The new year also found the Biden Administration making some important policy decisions related to past litigation.

On January 18, the Army Corps of Engineers and the U.S. Environmental Protection Agency published their final rule on “Waters of the United States” (WOTUS) in the Federal Register.  The new rule, which will become effective 60 days after publication in the Federal Register, attempts to clarify which bodies of water, wetlands and waterways are protected under the federal Clean Water Act.  The Biden administration rule will protect more wetlands and streams than the previous regulation issued under President Trump. However, the Biden administration rule is less expansive than the Obama administration’s WOTUS rule, which included isolated wetlands.  Recent litigation was discussed hereThis article discusses the case currently before the Supreme Court.

On January 25, the Secretary of Agriculture announced that the Forest Service would reinstate a rule to again prohibit road-building and timber harvest in unroaded areas of the Tongass National Forest.  Lawsuits followed the last time the rule was imposed, and in 2020 after it was removed by the Trump Administration (discussed here).  The USDA press release cited a directive from President Biden at the start of his term to review and address rules enacted under Trump that might conflict with environmental and climate aims laid out by Biden.

On January 26, the Interior Department issued a 20-year mining moratorium for over 225,000 acres of the Superior National Forest upstream from the Boundary Waters Canoe Area Wilderness in northeastern Minnesota.  This includes an area that had been eyed for a potential copper and nickel mine by Twin Metals Minnesota, and has been the subject of litigation.  This withdrawal decision came after the Bureau of Land Management and the Forest Service evaluated the environmental impacts of mineral development in the region.

 

The U. S. Fish and Wildlife Service has also made a couple of decisions for species found on national forests.
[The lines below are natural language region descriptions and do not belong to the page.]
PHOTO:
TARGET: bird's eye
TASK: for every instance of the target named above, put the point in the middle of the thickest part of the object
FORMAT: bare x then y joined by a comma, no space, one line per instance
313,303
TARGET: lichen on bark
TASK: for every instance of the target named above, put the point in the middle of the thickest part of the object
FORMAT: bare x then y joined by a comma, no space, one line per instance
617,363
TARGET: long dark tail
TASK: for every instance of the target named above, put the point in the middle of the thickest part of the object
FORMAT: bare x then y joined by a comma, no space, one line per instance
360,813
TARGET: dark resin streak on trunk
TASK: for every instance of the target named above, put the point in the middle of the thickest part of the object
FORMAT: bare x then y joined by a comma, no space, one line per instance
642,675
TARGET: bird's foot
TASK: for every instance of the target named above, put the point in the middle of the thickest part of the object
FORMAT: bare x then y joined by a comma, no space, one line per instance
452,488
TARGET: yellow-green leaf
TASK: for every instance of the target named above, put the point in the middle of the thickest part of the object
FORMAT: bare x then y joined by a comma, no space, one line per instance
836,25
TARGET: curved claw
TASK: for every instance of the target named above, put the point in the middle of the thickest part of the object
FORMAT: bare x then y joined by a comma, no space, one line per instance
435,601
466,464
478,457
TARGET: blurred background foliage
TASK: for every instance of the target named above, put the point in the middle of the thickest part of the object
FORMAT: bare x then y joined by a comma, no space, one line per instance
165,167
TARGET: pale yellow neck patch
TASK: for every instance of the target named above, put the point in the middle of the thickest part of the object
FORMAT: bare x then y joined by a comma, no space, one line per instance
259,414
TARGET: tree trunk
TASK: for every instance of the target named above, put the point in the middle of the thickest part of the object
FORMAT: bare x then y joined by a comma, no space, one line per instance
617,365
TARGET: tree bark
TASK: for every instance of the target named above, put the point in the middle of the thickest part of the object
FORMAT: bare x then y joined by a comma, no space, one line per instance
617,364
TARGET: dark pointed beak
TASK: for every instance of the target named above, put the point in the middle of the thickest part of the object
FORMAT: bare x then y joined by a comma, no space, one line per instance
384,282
On October 18, 2022, the U. S. Fish and Wildlife Service proposed listing two salamander species found on the Sequoia National Forest under the Endangered Species Act and proposed designating critical habitat on national forest lands.  The Service determined that the main threats impacting the Kern Canyon slender salamander include those posed by increasing grazing, recreation, fire, and climate change, and warrant listing the species as threatened, while the relictual slender salamander faces threats primarily caused by roads, grazing, fire, timber harvest, and hazard tree removal, and it would be listed as endangered. The Kern Plateau salamander (also found on the Inyo National Forest) was not proposed for listing.  National forest plans were cited for protecting all three species.  (The comment period closed in December.)

On January 30, the U.S. Fish and Wildlife Service protected the Sacramento Mountains checkerspot butterfly as an endangered species.  The butterfly is found only in high-elevation meadows on the Lincoln National Forest in southern New Mexico.  Only two small populations of the butterfly remain because most of its habitat has been degraded by grazing, development and motorized recreation.